[ovirt-devel] Re: [ovirt-users] Re: [=EXTERNAL=] Re: help using nvme/tcp storage with cinderlib and Managed Block Storage

Nir Soffer Thu, 24 Feb 2022 11:07:13 -0800

On Thu, Feb 24, 2022 at 8:46 PM Gorka Eguileor <gegui...@redhat.com> wrote:
>
> On 24/02, Nir Soffer wrote:
> > On Thu, Feb 24, 2022 at 6:35 PM Muli Ben-Yehuda <m...@lightbitslabs.com> 
> > wrote:
> > >
> > > On Thu, Feb 24, 2022 at 6:28 PM Nir Soffer <nsof...@redhat.com> wrote:
> > >>
> > >> On Thu, Feb 24, 2022 at 6:10 PM Muli Ben-Yehuda <m...@lightbitslabs.com> 
> > >> wrote:
> > >> >
> > >> > On Thu, Feb 24, 2022 at 3:58 PM Nir Soffer <nsof...@redhat.com> wrote:
> > >> >>
> > >> >> On Wed, Feb 23, 2022 at 6:24 PM Muli Ben-Yehuda 
> > >> >> <m...@lightbitslabs.com> wrote:
> > >> >> >
> > >> >> > Thanks for the detailed instructions, Nir. I'm going to scrounge up 
> > >> >> > some hardware.
> > >> >> > By the way, if anyone else would like to work on NVMe/TCP support, 
> > >> >> > for NVMe/TCP target you can either use Lightbits (talk to me 
> > >> >> > offline for details) or use the upstream Linux NVMe/TCP target. 

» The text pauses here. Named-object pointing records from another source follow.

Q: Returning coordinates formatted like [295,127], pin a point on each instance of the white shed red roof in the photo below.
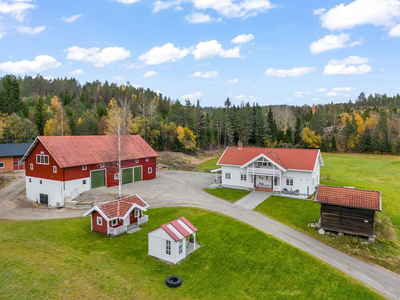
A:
[71,151]
[294,159]
[178,229]
[351,197]
[119,209]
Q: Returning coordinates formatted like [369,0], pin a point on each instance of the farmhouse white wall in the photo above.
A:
[52,188]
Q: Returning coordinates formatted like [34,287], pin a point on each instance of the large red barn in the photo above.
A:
[59,168]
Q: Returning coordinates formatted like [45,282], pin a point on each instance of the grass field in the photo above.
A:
[231,195]
[63,259]
[373,172]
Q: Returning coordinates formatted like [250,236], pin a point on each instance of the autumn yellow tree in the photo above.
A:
[310,139]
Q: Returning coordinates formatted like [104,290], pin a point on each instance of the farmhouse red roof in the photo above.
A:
[349,197]
[296,159]
[119,208]
[70,151]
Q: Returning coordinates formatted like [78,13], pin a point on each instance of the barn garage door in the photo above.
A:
[138,173]
[98,178]
[127,175]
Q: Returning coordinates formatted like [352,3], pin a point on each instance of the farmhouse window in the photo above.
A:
[168,247]
[42,159]
[180,246]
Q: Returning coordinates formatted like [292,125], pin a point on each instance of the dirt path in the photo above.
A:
[177,188]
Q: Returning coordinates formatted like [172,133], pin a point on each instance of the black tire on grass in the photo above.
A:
[173,281]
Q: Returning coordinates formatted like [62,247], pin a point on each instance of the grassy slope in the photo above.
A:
[64,259]
[362,171]
[231,195]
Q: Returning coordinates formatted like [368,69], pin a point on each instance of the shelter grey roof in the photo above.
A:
[18,149]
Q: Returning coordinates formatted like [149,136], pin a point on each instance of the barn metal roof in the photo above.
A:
[18,149]
[293,159]
[351,197]
[178,229]
[71,151]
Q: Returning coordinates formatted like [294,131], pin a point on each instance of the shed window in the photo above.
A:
[180,246]
[168,247]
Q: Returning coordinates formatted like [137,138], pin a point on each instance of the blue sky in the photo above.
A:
[270,52]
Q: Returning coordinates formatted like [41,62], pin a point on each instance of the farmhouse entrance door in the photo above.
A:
[44,199]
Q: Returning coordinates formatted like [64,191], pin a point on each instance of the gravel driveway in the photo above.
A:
[178,188]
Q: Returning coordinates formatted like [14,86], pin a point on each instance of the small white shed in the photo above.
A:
[168,242]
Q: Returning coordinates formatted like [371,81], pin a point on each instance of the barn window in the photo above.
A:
[168,247]
[180,246]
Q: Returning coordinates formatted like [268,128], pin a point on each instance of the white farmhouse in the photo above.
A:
[168,242]
[271,169]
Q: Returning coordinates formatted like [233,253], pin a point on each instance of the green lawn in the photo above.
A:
[63,259]
[373,172]
[209,165]
[231,195]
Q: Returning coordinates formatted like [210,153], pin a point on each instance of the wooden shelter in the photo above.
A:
[348,210]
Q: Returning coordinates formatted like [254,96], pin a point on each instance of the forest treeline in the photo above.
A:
[31,106]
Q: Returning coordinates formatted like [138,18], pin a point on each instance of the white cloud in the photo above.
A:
[395,31]
[17,9]
[77,72]
[41,63]
[291,73]
[210,74]
[71,18]
[166,53]
[212,48]
[149,74]
[362,12]
[349,66]
[193,97]
[343,89]
[197,18]
[332,41]
[28,30]
[96,57]
[319,11]
[242,38]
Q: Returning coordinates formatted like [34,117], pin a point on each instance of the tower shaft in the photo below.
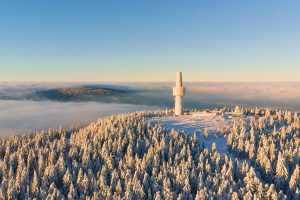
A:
[178,93]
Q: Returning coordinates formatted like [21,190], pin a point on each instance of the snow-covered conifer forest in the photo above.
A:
[128,157]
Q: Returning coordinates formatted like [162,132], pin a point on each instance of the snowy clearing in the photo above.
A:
[215,123]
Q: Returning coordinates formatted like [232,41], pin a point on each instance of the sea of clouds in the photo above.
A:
[20,114]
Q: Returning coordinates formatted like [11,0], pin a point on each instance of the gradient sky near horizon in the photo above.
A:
[112,41]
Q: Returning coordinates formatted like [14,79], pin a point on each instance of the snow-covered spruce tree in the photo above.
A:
[128,157]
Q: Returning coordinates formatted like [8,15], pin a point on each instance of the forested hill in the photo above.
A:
[125,156]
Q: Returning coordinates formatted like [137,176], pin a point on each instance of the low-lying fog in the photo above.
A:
[28,116]
[21,109]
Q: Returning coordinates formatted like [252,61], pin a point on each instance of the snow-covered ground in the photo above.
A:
[216,124]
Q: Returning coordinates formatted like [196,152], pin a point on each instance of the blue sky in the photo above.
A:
[108,41]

> > >> >> > Lightbits is a clustered storage system while upstream is a single 
> > >> >> > target, but the client side should be close enough for vdsm/ovirt 
> > >> >> > purposes.
> > >> >>
> > >> >> I played with NVMe/TCP a little bit, using qemu to create a virtual
> > >> >> NVMe disk, and export
> > >> >> it using the kernel on one VM, and consume it on another VM.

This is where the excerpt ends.